UTD on all shots; likes other dogs, cats and kids, may or may not be house trained. Ooooh; that one might just sink the deal right? Many second hand dogs are not house trained, there are several reasons why they may not be house trained yet.
1. The first owners never bothered to train the dog.
2. The dog lived in a cage, they just eliminated in their cage.
3. Some dogs regress when they are placed into a new home.
4. Often dominant dogs mark new areas, they may have been house trained in their first home but now everything needs marking.
So whatever the reason is that the dog you are interested in is not house trained, there is good news. House training is not one of the difficult issues. Some catch on quicker than others but most can be trained up with some serious structure, consistency, patience, praise and reward.

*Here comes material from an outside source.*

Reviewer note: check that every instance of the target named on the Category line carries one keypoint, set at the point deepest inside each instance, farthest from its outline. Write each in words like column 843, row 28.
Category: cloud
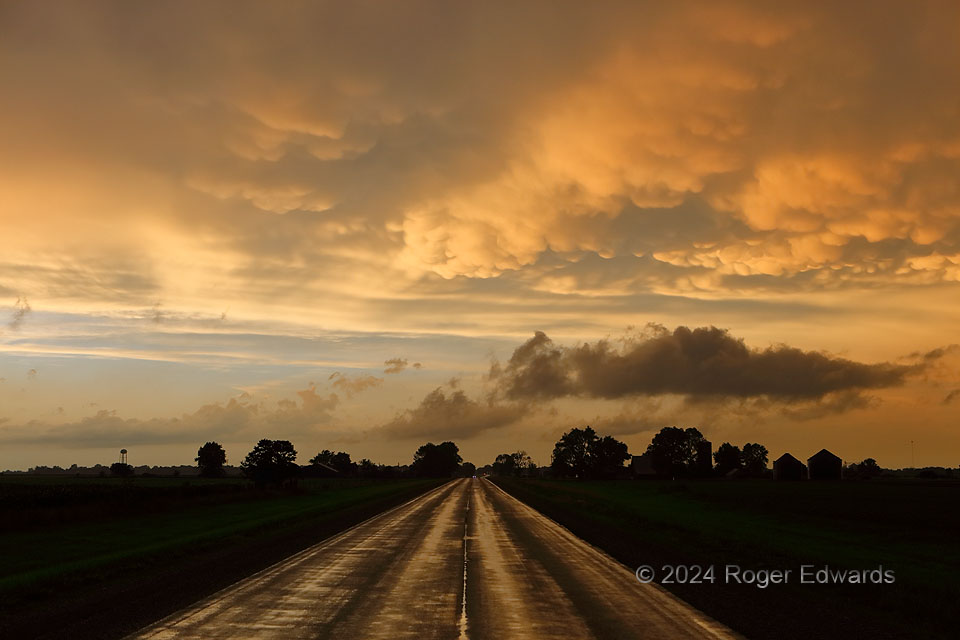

First line of defense is supervision, I'm a supervision nut. If you don't have your eyes on your dog, how do you know what they are doing? And how can you educate them if you don't know where and what they are doing? You can't, bottom line. So basically you are going back to kindergarten, you have to start back at the very beginning. Even if you have acquired an adult dog you must consider the fact that they do not know that they should not eliminate in your house.

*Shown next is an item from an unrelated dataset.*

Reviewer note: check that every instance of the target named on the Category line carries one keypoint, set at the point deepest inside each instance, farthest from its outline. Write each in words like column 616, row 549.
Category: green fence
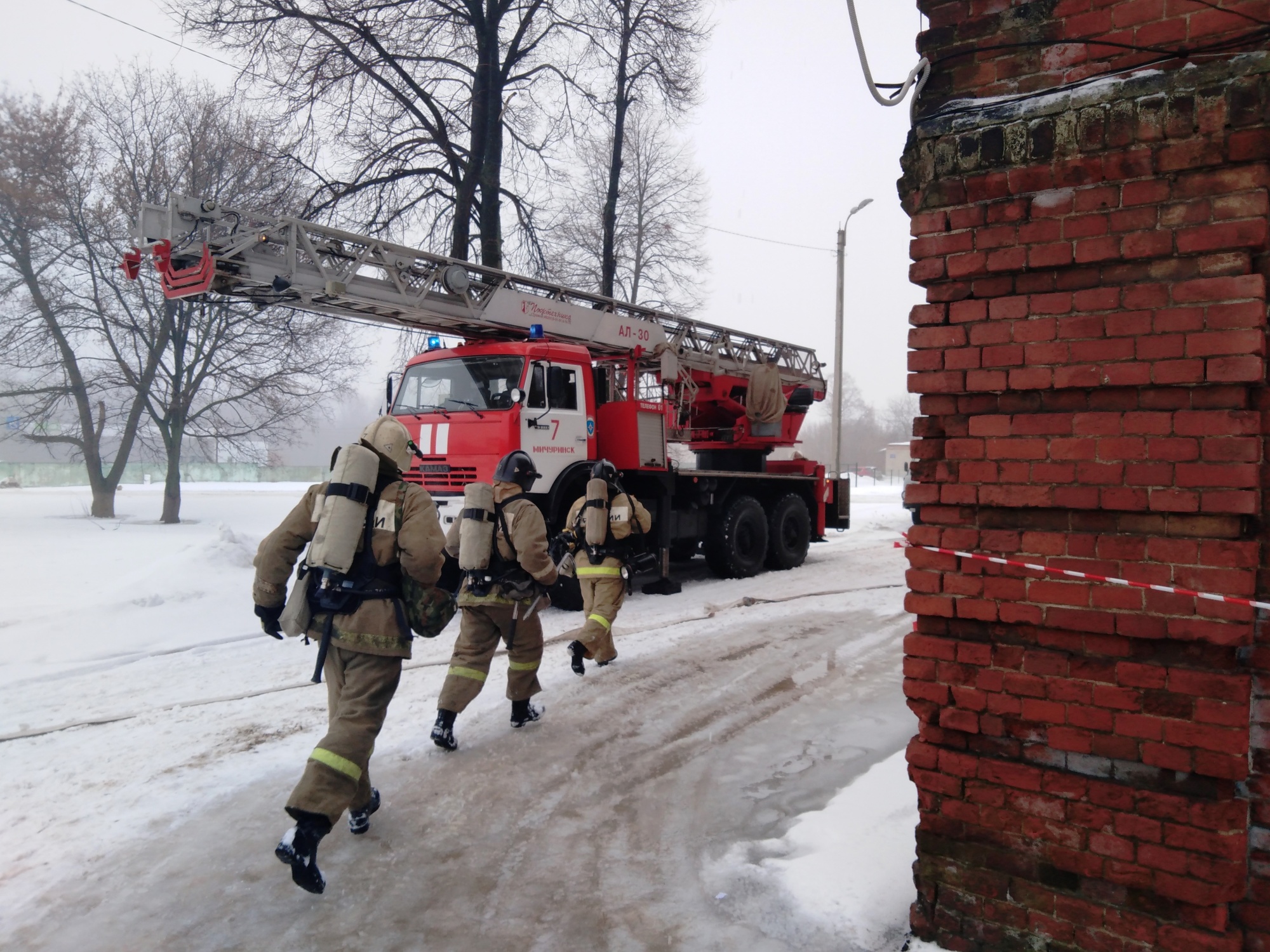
column 76, row 474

So, this means that you must supervise your dog at all times. If you do not have your eyes on your dog then they need to be in an expen, crate, small room where they will not pee or poop or leashed to you as you move about. The important thing to get started is lowering the chance of an accident in the from the get go. The more positive reinforcement you get under your belt before you have to deliver a negative the better. You are going to go back to treating your dog for going outside, it is a huge deal if they go outside, that is one less stain on the carpet. Make sure that they get the treat as soon as they are done, don't wait to come in the house to treat them. You go out and wait until they finish.
With all of this supervision you will see if they are going to go in the house; when they do let natural reaction lead the way. We naturally yell NOOOOOOOOOOO when we see a dog peeing or pooping on the floor, keep it short and intense. You deliver the message and then stop, calmly take the dog outside and wait for them to finish out there. No grudges, no prolong nagging, an initial AHHHH and that's it. You do not want to scare your dog but you do want get your message across, it is not acceptable to go to the bathroom in the house. With many repetitive treat deliveries for going outside the house training will be well under way. But you must keep it up, do not think you are out of the woods too soon. Best to keep treating for going outside, it's much preferable over cleaning the carpet, no?
If you fail in supervising and your dog goes in the house; smack yourself in the head, you failed. Calmly put your dog outside and clean up the mess. Every time you don't supervise, you miss your chance to educate, you failed not your dog.